Fritz Haber and his synthetic process of fixing nitrogen is very relevant to our discussion of “toxic chemicals” because ultimately his process was discovered because Germany needed nitrates for making explosives during WWI.  Here is a great example of how a chemical and the ability to mass produce a chemical can be for good and bad. When asked about the duality of his discovery Haber said this:

“The interest of a wider circle has its source in the recognition that ammonia synthesis on a large scale represents a useful…way to satisfy an economic need. This practical usefulness was not the preconceived goal of my experiments. I was not in doubt that my laboratory work could furnish no more than a scientific statement of the foundations and a knowledge of the experimental equipment, and that much had to be added to this result in order to attain economic success on an industrial scale.”

Ammonia in fertilizer is one of the most important chemicals used today.

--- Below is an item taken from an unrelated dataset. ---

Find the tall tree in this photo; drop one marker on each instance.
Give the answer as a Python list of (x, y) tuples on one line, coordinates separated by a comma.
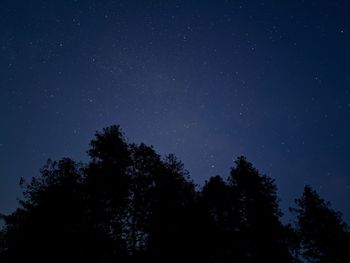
[(262, 233), (107, 185), (323, 234)]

The hydrogenation of nitrogen is catalyzed by a heterogeneous iron oxide catalyst at over 300 C and around 15 – 20 MPa.  This is a very energy intensive process using about 1.2% of the world’s energy. Yet, the massive production of ammonia through the Haber-Bosch process allows for the global food supply to keep up with the demands of human population growth. And in general, reactive forms of nitrogen not only provides the necessary nutrients for feeding the world, it is also responsible for providing us with the precursors for industrial goods such as cleaners, antiseptics, and nylon.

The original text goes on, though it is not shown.